In April 1914, my great-grandparents William and Polly Monks said goodbye to their son Harold as he left Earlestown, Lancashire for a new life in Clayoquot Sound, British Columbia. In this pre-telephone, pre-internet era, they stayed in contact with their son by mail. Harold kept many of the birthday cards and postcards sent in the 1920s and 1930s by his “Dad and Ma” from Earlestown to the “West Coast BC”. These cards make a nice memento of a close family relationship and showcase many inter-war English seaside resorts.
Business and Pleasure
The postcards were sent to what would have seemed “exotic” addresses — “The Cannery” or “Tofino, West Coast Vancouver Island, Canada.” During the 1920s, Harold was fishing for the Clayoquot Sound Canning Company at Kenn Falls, up the Tofino Inlet.
Back in Earlestown, William Monks was nearing retirement from the London and North Western Railway’s “Wagon Works”) where he built railway wagons, like this one preserved at the Railway Museum in York.
Mr. Monks was involved in union business. Here is a postcard he sent while at an annual meeting in Birkenhead (across the Mersey from Liverpool).
Another time, business and pleasure (“which he enjoyed immense”) took him to Exeter. He noted “some people from Ontario have been staying at this place” — presumably he thought Ontario and Tofino were a few short hours away!
Most often Harold’s Dad and Ma went to nearby Southport, Lancashire. Messages on the postcards included: “Just here for the day. Bad morning but at 5 o’clock beautiful sunshine. Received your welcome letter just when leaving Earlestown.” (July 15 1933) and “Here with the old folks from Newton and Earlestown. Having a rare good time” (July 20 1933)
Mr. and Mrs. Monks went on several holidays in the 1920s and 1930s to North Wales seaside resorts, easily accessible at that time by an extensive rail network. In July 1921 at Pwllheli, North Wales with Alice, Harold’s sister-in-law, up from North London.

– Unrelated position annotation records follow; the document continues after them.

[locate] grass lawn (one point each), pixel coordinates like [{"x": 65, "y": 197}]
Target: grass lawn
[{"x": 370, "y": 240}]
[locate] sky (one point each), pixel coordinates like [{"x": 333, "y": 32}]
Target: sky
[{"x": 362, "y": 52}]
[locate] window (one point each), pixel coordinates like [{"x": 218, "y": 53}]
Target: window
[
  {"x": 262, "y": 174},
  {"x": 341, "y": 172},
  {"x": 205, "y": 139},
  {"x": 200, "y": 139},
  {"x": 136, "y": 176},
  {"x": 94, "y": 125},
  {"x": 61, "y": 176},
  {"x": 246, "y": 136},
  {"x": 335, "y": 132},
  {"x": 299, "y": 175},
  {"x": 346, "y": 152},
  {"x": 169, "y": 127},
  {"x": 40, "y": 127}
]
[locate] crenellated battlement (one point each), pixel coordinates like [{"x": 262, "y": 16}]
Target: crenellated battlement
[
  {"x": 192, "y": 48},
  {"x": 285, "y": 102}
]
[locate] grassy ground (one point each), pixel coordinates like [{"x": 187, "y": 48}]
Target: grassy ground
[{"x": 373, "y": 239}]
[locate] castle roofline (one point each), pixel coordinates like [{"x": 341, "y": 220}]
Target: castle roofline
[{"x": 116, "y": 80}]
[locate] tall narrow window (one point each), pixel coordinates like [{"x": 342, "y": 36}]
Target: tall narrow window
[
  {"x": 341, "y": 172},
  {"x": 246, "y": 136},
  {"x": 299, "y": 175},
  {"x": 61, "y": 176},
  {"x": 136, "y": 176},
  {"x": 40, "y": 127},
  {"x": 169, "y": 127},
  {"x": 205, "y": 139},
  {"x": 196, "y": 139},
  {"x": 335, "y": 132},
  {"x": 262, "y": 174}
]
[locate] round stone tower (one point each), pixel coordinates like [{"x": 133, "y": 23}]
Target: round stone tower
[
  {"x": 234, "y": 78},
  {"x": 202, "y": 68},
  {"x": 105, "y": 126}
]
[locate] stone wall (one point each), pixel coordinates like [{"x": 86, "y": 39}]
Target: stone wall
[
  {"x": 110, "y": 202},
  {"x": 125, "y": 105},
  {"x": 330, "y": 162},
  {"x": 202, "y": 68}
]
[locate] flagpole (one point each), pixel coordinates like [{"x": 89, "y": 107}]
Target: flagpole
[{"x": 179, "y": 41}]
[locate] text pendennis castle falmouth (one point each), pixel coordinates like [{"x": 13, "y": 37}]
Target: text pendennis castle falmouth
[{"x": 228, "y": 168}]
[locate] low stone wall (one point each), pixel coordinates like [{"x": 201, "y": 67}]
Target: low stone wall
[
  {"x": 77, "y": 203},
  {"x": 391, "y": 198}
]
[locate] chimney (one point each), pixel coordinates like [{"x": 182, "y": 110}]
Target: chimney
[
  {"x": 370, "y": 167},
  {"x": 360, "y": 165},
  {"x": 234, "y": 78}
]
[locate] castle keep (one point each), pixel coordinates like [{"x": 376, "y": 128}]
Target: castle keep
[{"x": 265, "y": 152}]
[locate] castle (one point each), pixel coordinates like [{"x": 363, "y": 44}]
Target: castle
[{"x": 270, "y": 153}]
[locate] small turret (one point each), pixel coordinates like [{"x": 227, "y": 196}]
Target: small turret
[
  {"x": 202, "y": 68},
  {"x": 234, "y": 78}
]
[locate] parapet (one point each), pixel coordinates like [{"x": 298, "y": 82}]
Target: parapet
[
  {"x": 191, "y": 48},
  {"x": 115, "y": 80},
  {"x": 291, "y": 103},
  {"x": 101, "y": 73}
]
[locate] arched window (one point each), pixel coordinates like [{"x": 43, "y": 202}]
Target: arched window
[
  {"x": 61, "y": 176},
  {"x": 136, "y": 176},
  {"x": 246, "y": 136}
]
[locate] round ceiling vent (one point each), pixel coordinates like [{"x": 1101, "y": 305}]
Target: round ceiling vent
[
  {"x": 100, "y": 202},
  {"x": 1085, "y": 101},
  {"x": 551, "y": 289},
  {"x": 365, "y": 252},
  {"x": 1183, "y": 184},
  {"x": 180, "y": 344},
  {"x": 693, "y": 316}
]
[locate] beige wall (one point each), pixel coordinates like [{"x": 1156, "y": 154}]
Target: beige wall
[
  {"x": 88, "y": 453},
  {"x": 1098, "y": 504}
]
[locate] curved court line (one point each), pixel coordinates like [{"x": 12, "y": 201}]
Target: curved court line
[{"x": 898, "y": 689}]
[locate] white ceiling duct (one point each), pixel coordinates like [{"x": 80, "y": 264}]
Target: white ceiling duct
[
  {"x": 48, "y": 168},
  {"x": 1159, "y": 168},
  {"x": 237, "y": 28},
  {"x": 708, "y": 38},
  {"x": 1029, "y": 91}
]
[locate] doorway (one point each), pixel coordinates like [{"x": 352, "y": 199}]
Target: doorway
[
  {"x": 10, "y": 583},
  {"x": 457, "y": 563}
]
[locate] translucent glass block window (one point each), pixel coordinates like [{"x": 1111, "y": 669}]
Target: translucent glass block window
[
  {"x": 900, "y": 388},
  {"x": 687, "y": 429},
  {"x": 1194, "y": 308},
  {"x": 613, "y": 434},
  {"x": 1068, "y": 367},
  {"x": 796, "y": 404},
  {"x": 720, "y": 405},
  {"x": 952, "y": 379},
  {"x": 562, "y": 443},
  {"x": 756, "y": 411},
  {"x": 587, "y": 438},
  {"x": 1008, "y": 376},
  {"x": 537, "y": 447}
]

In August 1932, Mr. and Mrs. Monks were to spend a day in Llandudno with Alice and the children (“Stella and Harold are becoming very brown”) Here’s a postcard from Alice to Harold. Notice all the “bathing machines” at the water’s edge!
In May 1933 Mr. and Mrs. Monks were on a picnic with the L.M.S.C. Society in Colwyn Bay. (Unknown what L.M.S.C. Society is but perhaps a choral society or a co-operative society, both popular groups in early 1900s England).
Isle of Man
In 1927, Mr. and Mrs. Monks sent a post card from the Isle of Man that asked “Perhaps you will recognize this place?” since Harold had spent his childhood holidays on the island.
The Monks family always had professional portraits taken in Douglas Isle of Man. Here is one from circa 1902. Contrast Mrs. Monks’ fashion with the portrait from 1927!
Now for a trip down South to “The Grange”, the home of Harold’s brother, who worked as an engineer at McVities Biscuit factory. “Dear Son Harold, came down to Willie’s yesterday, had a very pleasant journey down. Willie, Alice and the children are well. Mother and myself are O.K. Been out this morning, when we got back to The Grange rain came along. Fond love, Dad”
In 1936, Mr and Mrs Monks made their most exotic trip yet — all the way to “Tofino, Vancouver Island, BC, Canada”!
William and Polly Monks sailed from Liverpool on April 17 1936 and by May 3 1936, they were in Tofino, where they spent the next several months. Their grandson Harold Frank Monks was born on January 31 1937.
At the end of April 1937, Mr. and Mrs. Monks left Tofino. A few days later, they sailed from New Westminster on SS Pacific Pioneer, a small cargo steamer with first class accommodation, games and sunbathing in deck chairs, “a limited party of like-minded people.” (Harold had previously travelled on the “Pioneer” in 1929 and kept all the brochures, so we can get an idea of what it was like) Shipping records show that Mr. and Mrs. Monks had shore leave in San Francisco (but no postcards sent!) then travelled through the Panama Canal. They arrived in Manchester in July 1937.
Back in Lancashire, William and Polly Monks celebrated their Golden Wedding Anniversary on April 18 1939. “Ma” died a few months later. “Dad” died in 1952.